There were more snatches of conversations overheard as she went about her business the next two days. She heard them because they were heated conversations, bordering on arguments, between her uncle and Pickering. She repeatedly heard the name Rowlinson mentioned, so she knew that it was an ongoing dispute. Finally, when she caught Pickering alone as he came through the kitchen to fetch something, she said, ‘Pickering, what are you and my uncle arguing over every day? Who is Mr Rowlinson, and why do you want him to call and my uncle doesn’t?’

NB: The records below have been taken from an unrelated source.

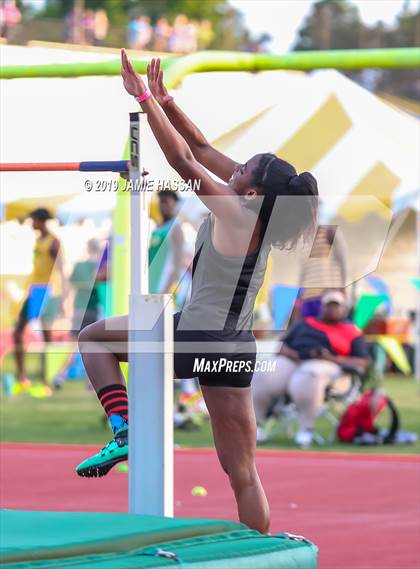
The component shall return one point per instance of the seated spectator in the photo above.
(310, 360)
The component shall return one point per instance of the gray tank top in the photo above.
(224, 288)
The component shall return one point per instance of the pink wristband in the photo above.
(146, 95)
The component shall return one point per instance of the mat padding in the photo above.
(232, 546)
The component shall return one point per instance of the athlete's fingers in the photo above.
(160, 80)
(154, 69)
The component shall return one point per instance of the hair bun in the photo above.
(303, 184)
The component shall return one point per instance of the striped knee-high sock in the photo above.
(114, 400)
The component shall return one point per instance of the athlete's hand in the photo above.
(133, 83)
(155, 81)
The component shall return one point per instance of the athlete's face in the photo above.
(38, 224)
(334, 312)
(242, 179)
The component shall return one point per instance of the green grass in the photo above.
(73, 415)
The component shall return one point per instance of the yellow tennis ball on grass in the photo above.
(199, 491)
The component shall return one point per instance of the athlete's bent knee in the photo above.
(87, 334)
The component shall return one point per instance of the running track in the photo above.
(363, 511)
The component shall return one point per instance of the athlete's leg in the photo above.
(234, 431)
(103, 345)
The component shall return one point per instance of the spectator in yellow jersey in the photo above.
(45, 290)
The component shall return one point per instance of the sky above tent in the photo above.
(286, 17)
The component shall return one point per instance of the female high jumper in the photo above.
(263, 203)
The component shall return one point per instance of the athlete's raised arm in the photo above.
(209, 157)
(179, 154)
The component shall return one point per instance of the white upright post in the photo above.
(150, 385)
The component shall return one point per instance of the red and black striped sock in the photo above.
(114, 400)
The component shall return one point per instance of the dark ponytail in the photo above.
(288, 210)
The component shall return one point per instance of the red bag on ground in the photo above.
(359, 417)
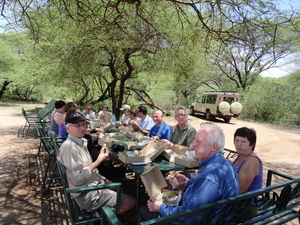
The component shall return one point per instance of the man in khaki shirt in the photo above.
(82, 172)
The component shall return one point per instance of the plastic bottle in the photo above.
(113, 119)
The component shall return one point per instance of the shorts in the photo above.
(96, 199)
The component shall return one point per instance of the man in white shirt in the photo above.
(125, 119)
(146, 122)
(83, 172)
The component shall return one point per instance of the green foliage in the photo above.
(271, 101)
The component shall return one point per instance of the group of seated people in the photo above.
(218, 178)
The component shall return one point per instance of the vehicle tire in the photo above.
(208, 115)
(236, 108)
(192, 111)
(224, 107)
(227, 119)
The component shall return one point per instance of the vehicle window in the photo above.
(228, 99)
(211, 99)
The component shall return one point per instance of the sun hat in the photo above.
(124, 107)
(75, 118)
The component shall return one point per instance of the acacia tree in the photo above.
(258, 49)
(78, 39)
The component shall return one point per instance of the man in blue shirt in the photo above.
(160, 130)
(216, 180)
(145, 123)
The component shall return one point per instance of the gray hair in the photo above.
(181, 108)
(215, 135)
(157, 111)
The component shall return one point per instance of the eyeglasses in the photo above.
(78, 126)
(180, 115)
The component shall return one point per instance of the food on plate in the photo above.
(173, 174)
(104, 148)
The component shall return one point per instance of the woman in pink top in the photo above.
(248, 166)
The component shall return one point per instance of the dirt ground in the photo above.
(24, 201)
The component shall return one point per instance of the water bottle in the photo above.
(113, 119)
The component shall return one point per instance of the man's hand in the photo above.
(153, 206)
(165, 141)
(155, 138)
(133, 123)
(181, 179)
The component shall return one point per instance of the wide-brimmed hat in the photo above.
(124, 107)
(75, 118)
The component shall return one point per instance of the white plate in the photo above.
(140, 163)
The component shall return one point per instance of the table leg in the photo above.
(138, 191)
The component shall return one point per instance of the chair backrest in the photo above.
(46, 110)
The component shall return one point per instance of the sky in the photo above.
(283, 67)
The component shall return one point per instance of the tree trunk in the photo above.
(4, 87)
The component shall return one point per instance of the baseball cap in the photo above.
(124, 107)
(75, 118)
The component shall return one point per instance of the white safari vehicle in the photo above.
(222, 104)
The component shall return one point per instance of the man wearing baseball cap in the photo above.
(125, 119)
(83, 172)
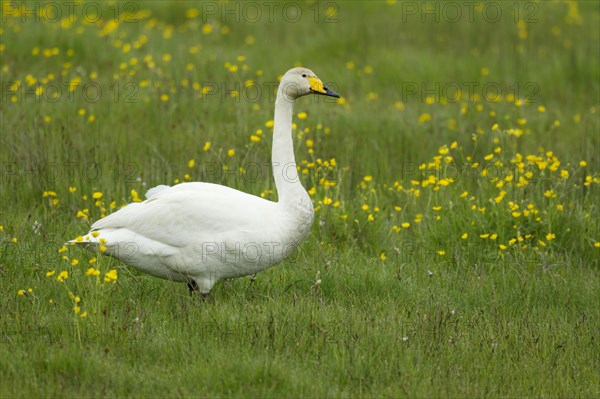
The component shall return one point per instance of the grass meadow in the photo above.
(455, 249)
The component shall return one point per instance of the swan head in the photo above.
(298, 82)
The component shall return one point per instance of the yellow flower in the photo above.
(62, 276)
(92, 272)
(425, 117)
(134, 196)
(110, 276)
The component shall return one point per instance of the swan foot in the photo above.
(193, 287)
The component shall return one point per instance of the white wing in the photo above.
(186, 213)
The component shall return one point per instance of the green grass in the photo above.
(425, 291)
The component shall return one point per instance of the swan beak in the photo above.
(316, 86)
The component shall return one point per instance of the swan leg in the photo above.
(192, 286)
(204, 286)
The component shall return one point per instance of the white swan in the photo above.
(200, 233)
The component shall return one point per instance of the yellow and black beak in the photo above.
(316, 86)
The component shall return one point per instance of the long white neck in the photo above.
(289, 189)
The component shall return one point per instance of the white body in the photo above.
(205, 232)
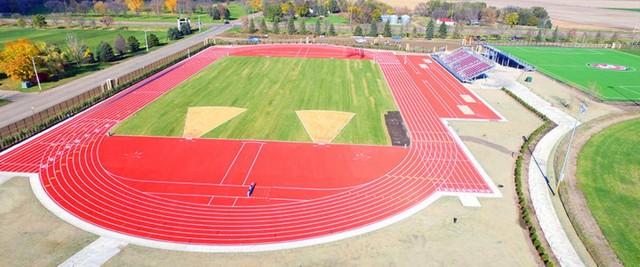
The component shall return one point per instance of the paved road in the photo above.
(23, 102)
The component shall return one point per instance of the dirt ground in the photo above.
(201, 120)
(569, 13)
(324, 125)
(29, 234)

At first she thought he was not going to answer her, but after a moment’s silence he said, ‘Rowlinson be the master’s lawying fella up in town. The master ought to put his business in order, but he’s got this maggoty notion in his brain that the day he signs his will is the day he sticks his spoon in the wall, so he puts it off.’
‘I see.’ She didn’t like to say that surely her uncle had precious little to leave, but then she recalled that even if the house were rented, the furniture might all be his, and was of good quality. And probably there would be some pension arrangement that ought to made for Pickering. This would explain Pickering’s urging for his master to put all in order.

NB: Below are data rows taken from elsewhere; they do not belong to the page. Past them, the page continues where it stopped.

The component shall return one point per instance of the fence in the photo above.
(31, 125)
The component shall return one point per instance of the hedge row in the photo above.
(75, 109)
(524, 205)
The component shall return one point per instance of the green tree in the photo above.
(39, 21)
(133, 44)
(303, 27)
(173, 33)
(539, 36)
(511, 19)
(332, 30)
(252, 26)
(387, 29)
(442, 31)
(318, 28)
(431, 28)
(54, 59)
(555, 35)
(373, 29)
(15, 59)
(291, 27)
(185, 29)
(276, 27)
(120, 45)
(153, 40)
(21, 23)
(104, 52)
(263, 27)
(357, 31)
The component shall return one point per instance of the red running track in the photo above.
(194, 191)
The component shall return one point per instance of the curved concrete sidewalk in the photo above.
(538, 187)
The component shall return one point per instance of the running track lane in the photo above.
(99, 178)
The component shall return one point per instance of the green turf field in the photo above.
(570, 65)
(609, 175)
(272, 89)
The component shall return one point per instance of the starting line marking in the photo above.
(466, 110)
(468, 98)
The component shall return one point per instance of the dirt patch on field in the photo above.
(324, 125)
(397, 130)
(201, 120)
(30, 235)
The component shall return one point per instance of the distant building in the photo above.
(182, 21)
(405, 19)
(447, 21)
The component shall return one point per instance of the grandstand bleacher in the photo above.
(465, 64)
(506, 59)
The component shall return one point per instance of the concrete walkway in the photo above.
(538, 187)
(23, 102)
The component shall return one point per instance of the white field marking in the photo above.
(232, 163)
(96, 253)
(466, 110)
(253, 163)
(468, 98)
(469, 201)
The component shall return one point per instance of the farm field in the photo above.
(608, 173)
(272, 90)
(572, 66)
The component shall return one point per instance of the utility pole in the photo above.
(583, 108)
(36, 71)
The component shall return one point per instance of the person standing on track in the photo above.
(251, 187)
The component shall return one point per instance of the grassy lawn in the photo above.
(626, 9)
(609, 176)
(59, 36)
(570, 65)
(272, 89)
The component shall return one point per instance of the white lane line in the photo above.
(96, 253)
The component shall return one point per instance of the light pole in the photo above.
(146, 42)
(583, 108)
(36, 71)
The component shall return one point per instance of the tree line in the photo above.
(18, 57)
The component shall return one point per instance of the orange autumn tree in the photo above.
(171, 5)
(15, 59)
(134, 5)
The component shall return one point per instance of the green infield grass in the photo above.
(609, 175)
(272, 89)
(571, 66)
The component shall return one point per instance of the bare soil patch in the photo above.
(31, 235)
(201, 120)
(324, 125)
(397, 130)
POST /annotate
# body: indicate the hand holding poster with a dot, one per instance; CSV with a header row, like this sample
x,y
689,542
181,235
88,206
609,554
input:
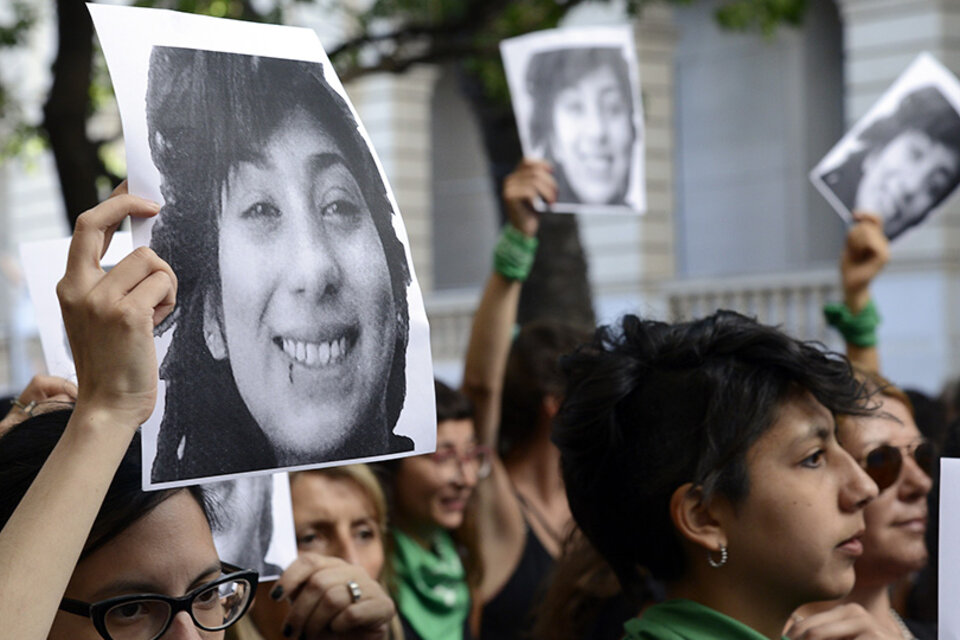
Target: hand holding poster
x,y
576,98
253,516
299,338
902,159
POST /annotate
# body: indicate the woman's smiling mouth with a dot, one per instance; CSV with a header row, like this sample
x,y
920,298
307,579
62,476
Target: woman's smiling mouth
x,y
318,354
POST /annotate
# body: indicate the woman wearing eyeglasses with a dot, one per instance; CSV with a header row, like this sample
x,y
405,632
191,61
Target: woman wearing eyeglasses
x,y
84,553
433,546
891,449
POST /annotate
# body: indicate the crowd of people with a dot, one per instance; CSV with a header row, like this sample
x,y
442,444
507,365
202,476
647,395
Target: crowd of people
x,y
711,478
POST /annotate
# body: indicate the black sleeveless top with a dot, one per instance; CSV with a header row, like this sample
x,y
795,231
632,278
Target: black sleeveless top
x,y
509,615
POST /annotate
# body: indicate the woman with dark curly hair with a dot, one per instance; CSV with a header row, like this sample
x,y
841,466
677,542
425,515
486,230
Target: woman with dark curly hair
x,y
290,333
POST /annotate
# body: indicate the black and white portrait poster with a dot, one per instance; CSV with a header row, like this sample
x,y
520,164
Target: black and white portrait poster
x,y
576,97
253,523
901,160
44,262
299,338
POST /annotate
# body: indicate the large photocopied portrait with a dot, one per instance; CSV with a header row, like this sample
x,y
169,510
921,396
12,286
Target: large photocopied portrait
x,y
903,158
291,324
299,337
577,102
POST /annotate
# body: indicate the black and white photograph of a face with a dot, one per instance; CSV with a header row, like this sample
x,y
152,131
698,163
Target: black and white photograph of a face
x,y
298,338
902,159
576,98
253,523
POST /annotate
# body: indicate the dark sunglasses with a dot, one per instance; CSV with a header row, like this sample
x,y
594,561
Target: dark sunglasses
x,y
884,463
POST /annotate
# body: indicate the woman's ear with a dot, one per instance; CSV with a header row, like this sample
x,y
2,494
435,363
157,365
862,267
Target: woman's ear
x,y
695,519
213,326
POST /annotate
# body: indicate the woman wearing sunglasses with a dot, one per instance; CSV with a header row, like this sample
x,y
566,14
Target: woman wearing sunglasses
x,y
891,449
84,553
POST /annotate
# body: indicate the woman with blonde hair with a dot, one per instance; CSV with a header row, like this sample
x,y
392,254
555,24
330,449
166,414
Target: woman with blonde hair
x,y
338,512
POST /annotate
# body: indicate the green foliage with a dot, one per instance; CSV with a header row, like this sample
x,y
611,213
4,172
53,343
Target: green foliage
x,y
765,16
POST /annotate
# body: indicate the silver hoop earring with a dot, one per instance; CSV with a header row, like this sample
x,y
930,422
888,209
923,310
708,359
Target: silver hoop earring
x,y
716,564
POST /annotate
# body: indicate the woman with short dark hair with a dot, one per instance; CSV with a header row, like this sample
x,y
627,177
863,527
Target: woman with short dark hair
x,y
717,437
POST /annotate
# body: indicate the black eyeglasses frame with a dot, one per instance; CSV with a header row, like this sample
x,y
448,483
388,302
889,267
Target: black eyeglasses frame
x,y
97,611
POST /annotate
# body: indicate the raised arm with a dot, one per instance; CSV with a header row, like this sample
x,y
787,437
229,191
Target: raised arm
x,y
865,254
109,320
494,320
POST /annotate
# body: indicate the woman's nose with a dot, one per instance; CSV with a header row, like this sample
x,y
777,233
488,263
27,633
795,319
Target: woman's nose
x,y
314,267
182,628
914,481
858,488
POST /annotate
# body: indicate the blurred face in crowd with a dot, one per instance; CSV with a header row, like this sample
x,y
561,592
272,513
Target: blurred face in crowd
x,y
798,531
306,314
168,551
593,136
893,545
433,490
334,516
906,177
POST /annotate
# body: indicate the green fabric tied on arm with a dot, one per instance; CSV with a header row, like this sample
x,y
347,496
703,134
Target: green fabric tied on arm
x,y
432,592
857,329
513,256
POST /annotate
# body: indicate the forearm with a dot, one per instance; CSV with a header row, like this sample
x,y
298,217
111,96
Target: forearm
x,y
41,542
863,357
487,352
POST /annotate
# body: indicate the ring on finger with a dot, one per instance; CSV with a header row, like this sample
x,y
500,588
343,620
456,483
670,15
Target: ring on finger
x,y
26,408
355,592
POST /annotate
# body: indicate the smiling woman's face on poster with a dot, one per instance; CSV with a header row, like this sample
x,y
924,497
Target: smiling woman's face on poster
x,y
292,319
308,316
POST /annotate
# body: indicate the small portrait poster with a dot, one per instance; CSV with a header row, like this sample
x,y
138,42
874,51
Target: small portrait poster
x,y
44,263
299,338
901,160
576,97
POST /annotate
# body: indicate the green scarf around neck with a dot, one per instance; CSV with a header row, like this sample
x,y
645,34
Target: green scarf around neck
x,y
432,593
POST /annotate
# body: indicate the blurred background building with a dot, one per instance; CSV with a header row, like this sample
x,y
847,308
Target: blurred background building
x,y
733,124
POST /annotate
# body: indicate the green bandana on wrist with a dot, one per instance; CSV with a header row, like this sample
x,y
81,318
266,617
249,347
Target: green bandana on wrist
x,y
513,256
432,593
857,329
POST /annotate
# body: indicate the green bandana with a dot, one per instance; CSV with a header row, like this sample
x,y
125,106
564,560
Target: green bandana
x,y
432,593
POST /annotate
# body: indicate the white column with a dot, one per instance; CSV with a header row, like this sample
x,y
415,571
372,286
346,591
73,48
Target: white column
x,y
395,109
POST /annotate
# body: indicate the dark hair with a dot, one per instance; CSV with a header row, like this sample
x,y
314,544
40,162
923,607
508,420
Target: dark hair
x,y
25,448
206,111
451,404
651,406
533,373
924,109
550,72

‘What will happen to Mr Sealy’s possessions if he does not make a will?’ she enquired.
Pickering made a gesture of throwing up his hands, as though to demonstrate that all would be thrown away. ‘That shabster Crofter will cart every stick and stone and last farthing away.’

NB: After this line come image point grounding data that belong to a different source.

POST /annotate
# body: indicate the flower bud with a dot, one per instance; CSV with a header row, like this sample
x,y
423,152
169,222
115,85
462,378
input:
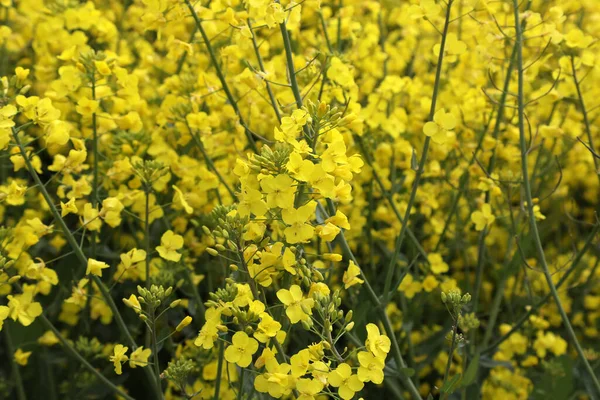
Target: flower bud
x,y
184,322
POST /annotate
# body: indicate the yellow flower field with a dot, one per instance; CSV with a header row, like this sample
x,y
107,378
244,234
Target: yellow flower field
x,y
310,199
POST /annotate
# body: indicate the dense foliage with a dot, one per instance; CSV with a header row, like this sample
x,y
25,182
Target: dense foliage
x,y
250,199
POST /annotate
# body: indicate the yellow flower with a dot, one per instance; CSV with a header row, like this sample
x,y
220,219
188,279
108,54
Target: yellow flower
x,y
4,313
180,200
241,350
351,276
371,368
86,107
483,218
343,379
133,302
377,343
23,308
184,322
119,357
437,264
267,328
280,191
95,267
297,307
22,357
298,230
68,207
169,244
430,283
139,357
48,339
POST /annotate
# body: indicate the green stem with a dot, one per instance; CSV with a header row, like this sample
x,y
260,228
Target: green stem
x,y
586,120
75,354
209,163
387,325
218,70
527,187
15,367
289,57
155,354
219,371
77,249
413,194
450,354
388,195
262,69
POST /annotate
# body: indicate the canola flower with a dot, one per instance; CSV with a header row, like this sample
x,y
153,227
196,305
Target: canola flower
x,y
299,199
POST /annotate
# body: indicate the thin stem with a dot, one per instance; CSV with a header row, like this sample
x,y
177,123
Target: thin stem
x,y
75,354
586,120
15,367
527,187
78,252
198,142
219,370
155,354
413,194
262,69
449,363
290,64
224,85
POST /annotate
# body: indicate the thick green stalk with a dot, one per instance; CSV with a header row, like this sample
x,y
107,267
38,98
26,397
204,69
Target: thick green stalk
x,y
387,325
546,298
218,70
388,196
527,188
413,194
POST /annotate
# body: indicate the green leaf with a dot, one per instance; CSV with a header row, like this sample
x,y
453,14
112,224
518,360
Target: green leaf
x,y
451,384
471,372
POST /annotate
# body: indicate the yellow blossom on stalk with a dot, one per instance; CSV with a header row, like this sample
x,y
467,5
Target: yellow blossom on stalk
x,y
169,244
346,382
184,322
241,350
86,107
22,357
181,201
438,266
371,367
377,343
119,357
23,308
299,230
351,275
280,191
68,208
49,338
95,267
483,218
139,357
297,307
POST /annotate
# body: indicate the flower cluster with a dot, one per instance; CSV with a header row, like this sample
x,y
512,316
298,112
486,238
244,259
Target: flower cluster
x,y
268,199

‘Does Mr Sealy owe him money? That is too bad. No wonder he is vexed by his visits. I can imagine him being a dreadful bully to anyone in his power. Pickering, do tell me if there is anything I can do? My sisters will wish to aid Mr Sealy if he is in trouble. I dare say the debt can easily be cleared.’
Pickering regarded her, his jaw working and his head shaking slowly as though he was desiring to say more, but was restraining himself. ‘It ain’t for me to say nothing ‘bout the master and how he’s fixed, miss. I shall keep chivvyin’ like a crooked rib till he does what he knows he’s got to do to make all right and tight. I’ll get that letter out of him for the lawying fella, you see if I don’t.’
Pickering went on his way, leaving Prudence none the wiser.
Another day passed by before Pickering came out of his master’s room and into the sitting room where Prudence sat sewing one afternoon. He waved something triumphantly.
‘A letter, Pickering?’
He showed it to her, pleased with himself. She read the address :
Rudd, Rowlinson & Fidler
Chancery Lane
London
He gave a rare grin, showing more gaps in his gums than he had teeth. ‘Going out to post it ‘afore the master changes his mind!’